1) Approximately 9.2 million children under the age of 5 die each year, mostly from preventable diseases. That's approximately 25,000 children each day.
2) 2.5 billion people around the world do not have access to adequate sanitation and about 885 million people do not have access to clean water.
3) Every day, 4100 children die each day from severe diarrhea - as a result of poor sanitation and hygiene.
4) Approximately 600 million children live in extreme poverty.
5) Nearly 11,500 people die every day from HIV/AIDS, tuberculosis and malaria.
6) Nearly two-thirds of these people are living in sub-Saharan Africa.
7) 75 million children are out of school around the world, a figure equivalent to the entire primary school-aged population in Europe and North America.
8) 3 billion people live on less than US$2/day.
9) 1.4 billion people live on less than US$1.25/day - the definition of those who live under the condition of "extreme global poverty."
10) More than 1 billion people live on less than $1 a day and more than 2 billion live on less than $2 a day.
11) Americans believe that their government spends 24 percent of the federal budget on aid to poor countries, but the actual figure is less than 1 percent.
12) HIV/AIDS, tuberculosis, and malaria—all treatable diseases—claim the lives of over 8,000 people every day in Africa due to lack of access to health care.
13) Women in developing countries travel an average of almost four miles each day to collect water.

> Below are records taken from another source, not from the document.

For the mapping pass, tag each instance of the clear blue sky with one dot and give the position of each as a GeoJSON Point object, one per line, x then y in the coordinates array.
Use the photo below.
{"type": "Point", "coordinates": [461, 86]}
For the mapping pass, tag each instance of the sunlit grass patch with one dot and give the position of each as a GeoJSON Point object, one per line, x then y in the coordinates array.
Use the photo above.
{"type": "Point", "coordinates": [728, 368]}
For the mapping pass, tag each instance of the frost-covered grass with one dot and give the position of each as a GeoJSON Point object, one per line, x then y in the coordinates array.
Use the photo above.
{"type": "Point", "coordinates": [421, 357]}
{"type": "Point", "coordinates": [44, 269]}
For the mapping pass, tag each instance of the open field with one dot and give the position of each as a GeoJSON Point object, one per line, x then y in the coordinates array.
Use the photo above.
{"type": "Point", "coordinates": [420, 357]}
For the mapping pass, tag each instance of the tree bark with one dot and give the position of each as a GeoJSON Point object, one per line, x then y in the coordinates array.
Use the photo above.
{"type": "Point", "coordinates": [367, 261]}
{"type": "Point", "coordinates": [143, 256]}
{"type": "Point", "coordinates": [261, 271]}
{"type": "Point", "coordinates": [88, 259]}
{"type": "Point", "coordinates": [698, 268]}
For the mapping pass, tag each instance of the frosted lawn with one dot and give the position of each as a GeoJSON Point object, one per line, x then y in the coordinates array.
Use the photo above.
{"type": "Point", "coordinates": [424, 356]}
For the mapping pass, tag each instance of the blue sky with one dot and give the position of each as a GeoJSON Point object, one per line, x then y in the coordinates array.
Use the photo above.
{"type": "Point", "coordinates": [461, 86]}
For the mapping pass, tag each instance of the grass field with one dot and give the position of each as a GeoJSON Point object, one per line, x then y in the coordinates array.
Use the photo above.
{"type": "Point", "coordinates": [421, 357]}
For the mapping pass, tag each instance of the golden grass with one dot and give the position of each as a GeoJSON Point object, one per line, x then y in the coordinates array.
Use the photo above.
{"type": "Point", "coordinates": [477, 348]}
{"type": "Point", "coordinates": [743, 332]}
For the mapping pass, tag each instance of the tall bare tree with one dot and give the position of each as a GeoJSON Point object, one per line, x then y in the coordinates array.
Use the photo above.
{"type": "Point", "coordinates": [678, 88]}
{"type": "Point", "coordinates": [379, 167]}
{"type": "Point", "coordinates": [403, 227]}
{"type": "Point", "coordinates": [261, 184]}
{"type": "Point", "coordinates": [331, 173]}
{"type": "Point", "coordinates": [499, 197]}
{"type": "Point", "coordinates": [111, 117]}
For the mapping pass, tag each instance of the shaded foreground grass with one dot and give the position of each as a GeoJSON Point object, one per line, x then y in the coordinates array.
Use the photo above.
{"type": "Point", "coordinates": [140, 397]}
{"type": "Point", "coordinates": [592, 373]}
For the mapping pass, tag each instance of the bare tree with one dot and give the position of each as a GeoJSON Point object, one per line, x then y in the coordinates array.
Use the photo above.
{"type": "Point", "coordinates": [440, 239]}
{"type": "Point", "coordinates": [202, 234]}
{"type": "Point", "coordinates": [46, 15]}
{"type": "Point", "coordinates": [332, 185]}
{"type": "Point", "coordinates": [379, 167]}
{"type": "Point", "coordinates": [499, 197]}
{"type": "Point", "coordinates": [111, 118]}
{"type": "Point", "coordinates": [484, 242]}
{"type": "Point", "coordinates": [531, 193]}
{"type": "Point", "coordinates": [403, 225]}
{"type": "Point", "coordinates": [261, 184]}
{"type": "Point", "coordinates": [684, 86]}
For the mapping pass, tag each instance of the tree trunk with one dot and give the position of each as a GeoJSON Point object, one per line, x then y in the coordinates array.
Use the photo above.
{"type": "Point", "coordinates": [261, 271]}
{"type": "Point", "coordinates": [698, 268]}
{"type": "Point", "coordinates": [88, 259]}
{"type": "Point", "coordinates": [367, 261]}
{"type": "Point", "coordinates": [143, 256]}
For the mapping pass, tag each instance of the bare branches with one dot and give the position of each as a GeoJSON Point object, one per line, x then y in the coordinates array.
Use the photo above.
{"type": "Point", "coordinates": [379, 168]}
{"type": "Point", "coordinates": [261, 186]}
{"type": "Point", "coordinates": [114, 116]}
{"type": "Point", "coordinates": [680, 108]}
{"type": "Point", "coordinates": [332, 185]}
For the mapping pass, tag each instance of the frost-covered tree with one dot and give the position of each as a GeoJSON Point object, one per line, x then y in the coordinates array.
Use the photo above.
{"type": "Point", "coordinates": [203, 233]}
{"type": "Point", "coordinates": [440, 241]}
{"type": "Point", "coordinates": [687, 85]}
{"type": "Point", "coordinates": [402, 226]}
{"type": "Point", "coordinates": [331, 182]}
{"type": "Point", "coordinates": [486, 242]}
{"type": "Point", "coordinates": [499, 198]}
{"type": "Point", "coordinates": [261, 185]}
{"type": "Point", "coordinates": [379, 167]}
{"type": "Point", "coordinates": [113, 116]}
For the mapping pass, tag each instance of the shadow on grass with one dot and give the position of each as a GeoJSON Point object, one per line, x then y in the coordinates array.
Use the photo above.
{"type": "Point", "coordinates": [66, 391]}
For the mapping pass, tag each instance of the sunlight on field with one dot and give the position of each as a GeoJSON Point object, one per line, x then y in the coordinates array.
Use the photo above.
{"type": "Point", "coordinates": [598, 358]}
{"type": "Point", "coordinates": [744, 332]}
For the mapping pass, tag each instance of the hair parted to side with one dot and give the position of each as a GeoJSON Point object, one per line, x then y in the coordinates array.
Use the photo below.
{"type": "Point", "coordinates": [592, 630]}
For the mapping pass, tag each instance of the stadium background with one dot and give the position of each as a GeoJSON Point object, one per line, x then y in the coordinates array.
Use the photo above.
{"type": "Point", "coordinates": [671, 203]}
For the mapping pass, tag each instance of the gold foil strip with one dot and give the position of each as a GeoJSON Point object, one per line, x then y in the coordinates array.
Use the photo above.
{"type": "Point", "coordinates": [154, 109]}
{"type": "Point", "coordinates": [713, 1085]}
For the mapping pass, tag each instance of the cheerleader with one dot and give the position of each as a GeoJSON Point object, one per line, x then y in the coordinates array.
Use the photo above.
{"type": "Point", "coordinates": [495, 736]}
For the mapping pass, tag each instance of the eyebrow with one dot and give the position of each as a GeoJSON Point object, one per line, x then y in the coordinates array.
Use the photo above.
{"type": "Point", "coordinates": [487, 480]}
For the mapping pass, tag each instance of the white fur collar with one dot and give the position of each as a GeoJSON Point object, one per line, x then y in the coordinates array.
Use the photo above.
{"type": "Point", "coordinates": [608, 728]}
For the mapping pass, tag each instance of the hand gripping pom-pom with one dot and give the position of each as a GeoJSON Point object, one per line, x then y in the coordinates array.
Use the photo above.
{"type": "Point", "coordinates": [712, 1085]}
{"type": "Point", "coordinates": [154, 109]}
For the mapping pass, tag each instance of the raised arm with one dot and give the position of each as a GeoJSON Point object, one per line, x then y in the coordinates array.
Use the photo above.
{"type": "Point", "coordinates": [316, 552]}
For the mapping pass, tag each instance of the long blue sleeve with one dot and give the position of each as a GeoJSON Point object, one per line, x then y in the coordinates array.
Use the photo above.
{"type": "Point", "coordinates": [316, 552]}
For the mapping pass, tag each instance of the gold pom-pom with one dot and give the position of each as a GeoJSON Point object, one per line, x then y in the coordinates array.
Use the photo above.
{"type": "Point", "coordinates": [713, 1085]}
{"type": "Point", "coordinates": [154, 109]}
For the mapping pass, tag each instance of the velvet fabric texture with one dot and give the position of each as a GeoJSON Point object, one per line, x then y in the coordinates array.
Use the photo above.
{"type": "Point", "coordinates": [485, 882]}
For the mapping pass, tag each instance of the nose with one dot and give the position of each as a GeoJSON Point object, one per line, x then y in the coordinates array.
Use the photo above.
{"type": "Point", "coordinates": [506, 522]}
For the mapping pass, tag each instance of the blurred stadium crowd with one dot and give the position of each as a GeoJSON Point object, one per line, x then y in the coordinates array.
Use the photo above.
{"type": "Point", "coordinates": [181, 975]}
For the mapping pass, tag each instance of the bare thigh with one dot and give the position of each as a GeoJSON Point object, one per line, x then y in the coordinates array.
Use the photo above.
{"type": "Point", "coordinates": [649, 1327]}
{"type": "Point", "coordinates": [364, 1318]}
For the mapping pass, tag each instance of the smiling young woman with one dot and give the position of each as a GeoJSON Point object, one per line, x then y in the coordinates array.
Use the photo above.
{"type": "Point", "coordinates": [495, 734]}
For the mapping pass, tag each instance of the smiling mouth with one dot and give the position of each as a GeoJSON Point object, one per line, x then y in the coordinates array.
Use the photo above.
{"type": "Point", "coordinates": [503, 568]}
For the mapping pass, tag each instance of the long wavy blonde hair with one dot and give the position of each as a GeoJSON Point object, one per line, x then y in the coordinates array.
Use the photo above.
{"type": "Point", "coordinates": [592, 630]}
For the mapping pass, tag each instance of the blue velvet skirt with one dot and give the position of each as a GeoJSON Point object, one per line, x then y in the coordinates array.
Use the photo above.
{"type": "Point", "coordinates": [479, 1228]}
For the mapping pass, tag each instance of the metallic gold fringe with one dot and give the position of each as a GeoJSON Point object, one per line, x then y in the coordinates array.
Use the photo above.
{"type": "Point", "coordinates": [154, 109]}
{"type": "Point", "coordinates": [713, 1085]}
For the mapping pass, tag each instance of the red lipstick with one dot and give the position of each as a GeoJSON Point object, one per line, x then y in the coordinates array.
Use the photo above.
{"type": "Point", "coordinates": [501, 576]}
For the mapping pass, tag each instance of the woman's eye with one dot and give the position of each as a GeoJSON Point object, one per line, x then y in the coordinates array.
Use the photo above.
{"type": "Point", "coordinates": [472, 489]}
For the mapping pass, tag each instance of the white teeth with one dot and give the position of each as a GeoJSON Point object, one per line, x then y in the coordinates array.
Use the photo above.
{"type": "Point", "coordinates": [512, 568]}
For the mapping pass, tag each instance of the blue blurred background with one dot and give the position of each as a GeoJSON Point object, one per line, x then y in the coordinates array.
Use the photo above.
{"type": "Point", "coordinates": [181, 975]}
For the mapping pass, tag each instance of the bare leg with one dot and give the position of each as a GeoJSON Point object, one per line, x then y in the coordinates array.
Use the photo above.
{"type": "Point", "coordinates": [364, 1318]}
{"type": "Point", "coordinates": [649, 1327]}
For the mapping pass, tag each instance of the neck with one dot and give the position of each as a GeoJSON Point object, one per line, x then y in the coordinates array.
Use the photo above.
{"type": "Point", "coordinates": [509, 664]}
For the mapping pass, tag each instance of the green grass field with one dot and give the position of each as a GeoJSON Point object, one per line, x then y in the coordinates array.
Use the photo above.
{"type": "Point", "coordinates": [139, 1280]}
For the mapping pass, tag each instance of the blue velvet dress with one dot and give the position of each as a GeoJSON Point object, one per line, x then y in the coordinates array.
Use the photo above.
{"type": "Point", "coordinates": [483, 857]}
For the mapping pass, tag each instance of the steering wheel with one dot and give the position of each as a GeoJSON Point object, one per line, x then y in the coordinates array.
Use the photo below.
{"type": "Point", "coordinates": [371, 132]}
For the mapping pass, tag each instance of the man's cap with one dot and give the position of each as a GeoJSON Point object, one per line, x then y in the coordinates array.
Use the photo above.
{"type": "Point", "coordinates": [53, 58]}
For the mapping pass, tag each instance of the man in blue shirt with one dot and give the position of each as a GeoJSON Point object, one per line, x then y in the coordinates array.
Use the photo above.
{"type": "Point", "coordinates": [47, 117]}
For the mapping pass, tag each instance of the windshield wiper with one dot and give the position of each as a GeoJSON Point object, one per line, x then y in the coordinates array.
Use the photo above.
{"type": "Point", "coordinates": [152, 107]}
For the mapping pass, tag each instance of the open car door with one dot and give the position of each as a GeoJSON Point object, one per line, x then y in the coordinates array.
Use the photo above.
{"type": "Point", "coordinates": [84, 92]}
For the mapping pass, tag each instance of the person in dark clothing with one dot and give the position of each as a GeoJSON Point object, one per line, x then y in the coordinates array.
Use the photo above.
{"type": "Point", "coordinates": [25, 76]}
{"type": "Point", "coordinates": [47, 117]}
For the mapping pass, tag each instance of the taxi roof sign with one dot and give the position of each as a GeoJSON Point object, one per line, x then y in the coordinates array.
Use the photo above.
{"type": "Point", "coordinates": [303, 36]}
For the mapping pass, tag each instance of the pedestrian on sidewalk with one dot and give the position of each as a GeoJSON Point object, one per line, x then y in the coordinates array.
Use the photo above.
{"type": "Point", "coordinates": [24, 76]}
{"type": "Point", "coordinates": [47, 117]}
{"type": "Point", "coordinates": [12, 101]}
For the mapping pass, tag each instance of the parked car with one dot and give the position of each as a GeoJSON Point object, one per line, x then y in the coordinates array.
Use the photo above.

14) People living in the poorest slums can pay as much as ten times more for water than those in high-income areas of their own cities.
15) According to the U.N., the majority of people in poverty are women, who globally earn roughly half as much as men.
16) Food prices have risen 83 percent since 2005, disproportionately affecting those in poverty who spend a higher percentage of their income on food.
17) In 2005, a conservative estimate stated that 72 million children around the world of elementary school age were not enrolled in school.
18) The richest 20 percent of the world's population receives 75 percent of the world's income, while the poorest 40 percent receive only 5 percent of the world's income.